Rework FDT dedup log sync #17038

pcd1193182 · 2025-02-07T20:55:05Z

This PR condenses the FDT dedup log syncing into a single sync pass. This reduces the overhead of modifying indirect blocks for the dedup table multiple times per txg. In addition, changes were made to the formula for how much to sync per txg. We now also consider the backlog we have to clear, to prevent it from growing too large, or remaining large on an idle system.

Sponsored-by: Klara, Inc.
Sponsored-by: iXsystems, Inc.

Authored-by: Don Brady [email protected]
Authored-by: Paul Dagnelie [email protected]

Motivation and Context

When flushing the DDT log, currently this takes place over multiple sync passes. This means that the same indirect blocks can be updated several times during one sync, which sort of defeats the purpose the DDT log was meant to solve in the first place. In addition, there is no mechanism in place to reduce the size of the DDT log; we try to keep up with the ingest rate, but that's it. If it ever does grow to a large size, we may never make progress in reducing the size, which can result in increased import times.

Description

There are two main changes included in this patch. The first is condensing all the syncing into a single sync pass. We do this by removing the code that divided the flush targets by the number of passes, and generally not doing any work beyond the first sync pass.

The second is the modification to the flush targets for each txg. The basic algorithm has changed; rather than directly targeting the ingest rate, the primary mechanism for determining how much to flush is by looking at the size of the backlog and dividing it by a target turnover rate (measured in TXGs). The idea is that this will smooth out the noise in the ingest rate, and over time, the flush rate will match the ingest rate. This is the result of a differential equation: dbacklog/dt = ingest_rate - backlog/C describes the change in backlog over time. This results in the backlog tending towards C * ingest_rate, where C is the turnover rate. Then the flush rate is C * ingest_rate / C, which is just the ingest rate.

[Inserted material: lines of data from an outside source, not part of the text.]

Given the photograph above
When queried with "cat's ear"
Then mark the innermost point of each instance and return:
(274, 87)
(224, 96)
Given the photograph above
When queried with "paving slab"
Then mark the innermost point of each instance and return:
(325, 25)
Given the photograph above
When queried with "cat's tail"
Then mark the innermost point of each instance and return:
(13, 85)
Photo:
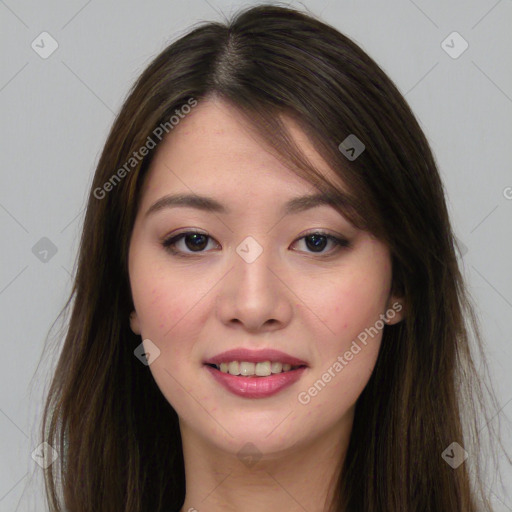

However, one potential issue with this algorithm is that the backlog size is now proportional to the ingest rate. Whenever we do an import of the pool, we have to read through the whole DDT log to build up the in-memory state. If a user has hard requirements on import time, then large DDT log backlogs can cause problems for them. As a result, there is a separate pressure-based system to keep the backlog sizing from rising above a cap, when that cap is set. The way the pressure system works is that every txg, pressure is added if the backlog is above the cap and increasing; the amount added is proportional to the backlog divided by the cap, which helps us catch up to rapid spikes. If the backlog is above the cap but not increasing, we maintain the pressure; either it was a brief spike, or we've added enough pressure to bring the size down. Finally, if the backlog is below the cap, we release some of the pressure. The pressure is based on how far below the cap we are; that way, we quickly release pressure if the increased ingest rate abates, and we return to normal behavior. Here is a few charts to help demonstrate the behavior of this cap system:

In this example, we start with an ingest rate of 2k entries per second. We have a cap of 50k set, and the target turnover rate is 20 ( 20 make the changes happen more quickly, and be easier to see). At txg 10, the ingest rate increases by a factor of 3, and then at TXG 100 it decreases to the baseline. As you can see, the un-capped backlog quickly grows as the flush rate slowly rises to match the new ingest rate. Meanwhile, the capped backlog's flush rate climbs quickly to bring the backlog down near the cap, and then stabilizes to keep it there. Similarly, when the ingest rate drops, the un-capped backlog quickly starts falling as the flush rate slowly drops to the new baseline. Meanwhile the cap-based system starts to flush below the cap size and then corrects, levelling off quickly near the previous baseline.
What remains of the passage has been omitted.